The insurance company called on the GMC to “take a clear position on this,” but the regulator took no action.

The BMJ has learnt that the apparently widespread practice first came to light during an internal investigation launched by the insurance company in 2011.

Land Registry records showed that many independent practices were housed in expensive London properties owned by private hospital groups. One document seen by The BMJ showed 73 properties, many in West End locations, including Harley Street and Wimpole Street, owned by the giant American hospital corporation HCA alone.

In 2014, The Competition and Markets Authority (CMA) issued an order that prohibits inducement schemes. But The BMJ has heard evidence that some hospitals are continuing to “buy” referrals.

One senior surgeon told The BMJ that he had been approached by a hospital group hoping to attract his referrals away from a rival as recently as nine months ago.

A spokesperson for The London Clinic, London’s largest independent hospital and an opponent of consultant incentive schemes, told The BMJ that although the rules had been “tightened considerably” by the CMA order “we are still seeing consultants being approached by competitors.”

The GMC said it “would encourage anyone who has concerns about the conduct of a doctor or evidence of wrongdoing to share this information with us in order for us to investigate these concerns and, if appropriate, open an investigation.”

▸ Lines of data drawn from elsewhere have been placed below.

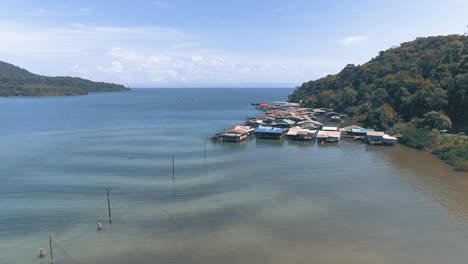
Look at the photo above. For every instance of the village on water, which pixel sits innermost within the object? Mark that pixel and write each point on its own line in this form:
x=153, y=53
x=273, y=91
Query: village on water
x=284, y=119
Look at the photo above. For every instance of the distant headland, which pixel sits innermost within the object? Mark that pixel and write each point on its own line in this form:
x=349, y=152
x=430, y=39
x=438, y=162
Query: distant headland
x=15, y=81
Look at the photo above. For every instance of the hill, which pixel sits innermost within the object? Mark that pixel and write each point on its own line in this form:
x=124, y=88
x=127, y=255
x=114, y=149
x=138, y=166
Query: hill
x=422, y=79
x=15, y=81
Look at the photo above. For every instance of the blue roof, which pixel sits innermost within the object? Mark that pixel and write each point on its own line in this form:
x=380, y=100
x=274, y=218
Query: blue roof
x=359, y=130
x=274, y=130
x=288, y=121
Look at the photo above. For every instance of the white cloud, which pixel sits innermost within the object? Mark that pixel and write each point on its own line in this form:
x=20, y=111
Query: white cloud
x=162, y=4
x=197, y=58
x=354, y=40
x=144, y=56
x=86, y=9
x=115, y=67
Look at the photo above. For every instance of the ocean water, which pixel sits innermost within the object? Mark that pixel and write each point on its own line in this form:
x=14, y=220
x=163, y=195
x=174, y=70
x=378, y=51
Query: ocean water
x=260, y=201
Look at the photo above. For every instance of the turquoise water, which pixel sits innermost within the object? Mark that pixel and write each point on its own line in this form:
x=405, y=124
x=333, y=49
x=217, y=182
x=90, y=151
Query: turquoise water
x=256, y=202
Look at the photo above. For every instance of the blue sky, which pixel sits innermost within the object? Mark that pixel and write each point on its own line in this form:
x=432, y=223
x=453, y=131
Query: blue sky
x=213, y=43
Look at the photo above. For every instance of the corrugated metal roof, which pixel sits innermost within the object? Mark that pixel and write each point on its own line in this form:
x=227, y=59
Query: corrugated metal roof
x=362, y=130
x=375, y=134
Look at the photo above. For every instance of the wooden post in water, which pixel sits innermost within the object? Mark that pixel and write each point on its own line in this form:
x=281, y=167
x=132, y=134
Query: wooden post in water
x=204, y=147
x=51, y=250
x=173, y=168
x=108, y=205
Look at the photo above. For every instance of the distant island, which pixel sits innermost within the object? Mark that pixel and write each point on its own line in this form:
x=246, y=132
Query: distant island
x=15, y=81
x=418, y=89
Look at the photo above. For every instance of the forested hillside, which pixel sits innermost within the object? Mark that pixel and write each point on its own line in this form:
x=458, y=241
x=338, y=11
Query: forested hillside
x=424, y=82
x=15, y=81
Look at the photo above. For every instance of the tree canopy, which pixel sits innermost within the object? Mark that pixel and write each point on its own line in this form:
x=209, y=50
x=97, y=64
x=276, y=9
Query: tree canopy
x=15, y=81
x=424, y=81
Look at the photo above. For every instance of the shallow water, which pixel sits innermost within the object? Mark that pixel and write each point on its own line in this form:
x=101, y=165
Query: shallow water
x=257, y=202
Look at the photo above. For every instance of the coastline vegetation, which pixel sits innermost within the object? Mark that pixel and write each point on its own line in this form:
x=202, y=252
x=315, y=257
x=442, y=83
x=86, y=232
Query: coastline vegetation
x=419, y=90
x=15, y=81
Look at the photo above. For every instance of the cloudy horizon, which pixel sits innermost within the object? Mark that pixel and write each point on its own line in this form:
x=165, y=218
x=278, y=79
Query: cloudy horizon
x=210, y=44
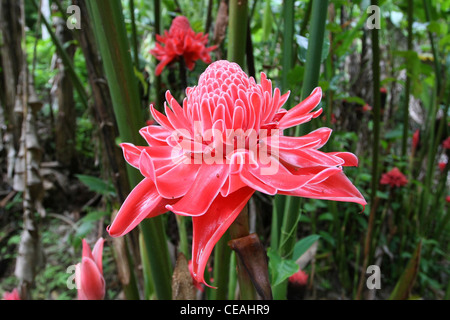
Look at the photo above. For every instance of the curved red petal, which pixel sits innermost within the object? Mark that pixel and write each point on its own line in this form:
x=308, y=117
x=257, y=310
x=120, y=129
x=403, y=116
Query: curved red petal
x=142, y=202
x=207, y=184
x=131, y=153
x=336, y=187
x=92, y=281
x=97, y=253
x=303, y=108
x=209, y=228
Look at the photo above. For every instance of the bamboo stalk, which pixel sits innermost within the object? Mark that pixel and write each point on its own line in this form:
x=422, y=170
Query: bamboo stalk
x=410, y=10
x=114, y=49
x=375, y=149
x=237, y=31
x=311, y=78
x=288, y=37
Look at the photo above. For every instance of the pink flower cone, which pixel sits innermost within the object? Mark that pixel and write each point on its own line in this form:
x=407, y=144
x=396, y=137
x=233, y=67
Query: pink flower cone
x=89, y=273
x=181, y=41
x=13, y=295
x=207, y=157
x=394, y=178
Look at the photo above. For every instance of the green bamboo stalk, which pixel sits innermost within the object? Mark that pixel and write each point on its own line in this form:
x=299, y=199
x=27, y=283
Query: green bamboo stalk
x=311, y=79
x=239, y=229
x=110, y=32
x=287, y=62
x=159, y=96
x=287, y=59
x=222, y=257
x=146, y=270
x=376, y=107
x=375, y=148
x=410, y=9
x=237, y=31
x=237, y=39
x=134, y=34
x=233, y=281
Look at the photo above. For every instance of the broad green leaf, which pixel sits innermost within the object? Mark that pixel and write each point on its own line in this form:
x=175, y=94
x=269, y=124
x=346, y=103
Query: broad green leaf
x=303, y=245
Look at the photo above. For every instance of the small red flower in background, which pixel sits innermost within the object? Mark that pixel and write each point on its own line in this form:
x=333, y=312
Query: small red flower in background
x=446, y=143
x=208, y=157
x=394, y=178
x=299, y=278
x=89, y=273
x=366, y=107
x=181, y=41
x=13, y=295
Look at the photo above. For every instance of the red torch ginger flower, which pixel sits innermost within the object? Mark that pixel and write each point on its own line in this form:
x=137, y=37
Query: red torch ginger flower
x=299, y=278
x=181, y=41
x=394, y=178
x=416, y=137
x=208, y=156
x=89, y=273
x=13, y=295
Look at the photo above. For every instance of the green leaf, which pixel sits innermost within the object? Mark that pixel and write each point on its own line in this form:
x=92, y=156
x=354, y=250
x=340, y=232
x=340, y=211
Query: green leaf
x=97, y=185
x=94, y=216
x=280, y=269
x=303, y=245
x=408, y=277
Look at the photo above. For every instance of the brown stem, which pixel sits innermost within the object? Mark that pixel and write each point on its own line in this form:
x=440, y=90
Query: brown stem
x=252, y=268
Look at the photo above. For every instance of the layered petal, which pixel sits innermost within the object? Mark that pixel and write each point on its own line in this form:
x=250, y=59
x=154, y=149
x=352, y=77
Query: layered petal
x=90, y=281
x=209, y=228
x=143, y=202
x=206, y=187
x=336, y=187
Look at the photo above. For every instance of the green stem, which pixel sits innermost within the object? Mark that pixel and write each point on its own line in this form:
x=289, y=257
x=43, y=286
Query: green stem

But the insurance investigator said he found it “staggering and totally unacceptable that the GMC, as the official regulator of the medical profession, can receive a report from a public body showing that one of the key duties of a doctor is being widely flouted and do nothing about it.”

It was, he added, “a sad day for the medical profession when a competition regulator has had to issue an order stopping such schemes because our own regulator, the GMC, has failed to do so.”

The GMC says that it didn’t receive a formal complaint against individual doctors and so could not investigate further.

Its Good Medical Practice does set standards on financial arrangements and conflicts of interest. But The BMJ’s Editor in Chief, Dr Fiona Godlee, says the investigation “shows an unwillingness to act on possible breaches of these standards.”

“The GMC’s belief that its role is limited to offering guidance on conflicts of interests is unsatisfactory,” she argues. “Its promise to review whether more can be done to help doctors manage potentially conflicting financial ties is vague and insufficient.”

She proposes that all UK doctors’ financial interests should be included in a publicly available and searchable central register, updated as part of annual appraisal, and warns that, “unless the GMC is serious about regulating doctors’ financial conflicts of interest, insidious inducement schemes will continue to reward private hospitals groups and some doctors at the expense of patients, the very people that the GMC is obliged to protect.”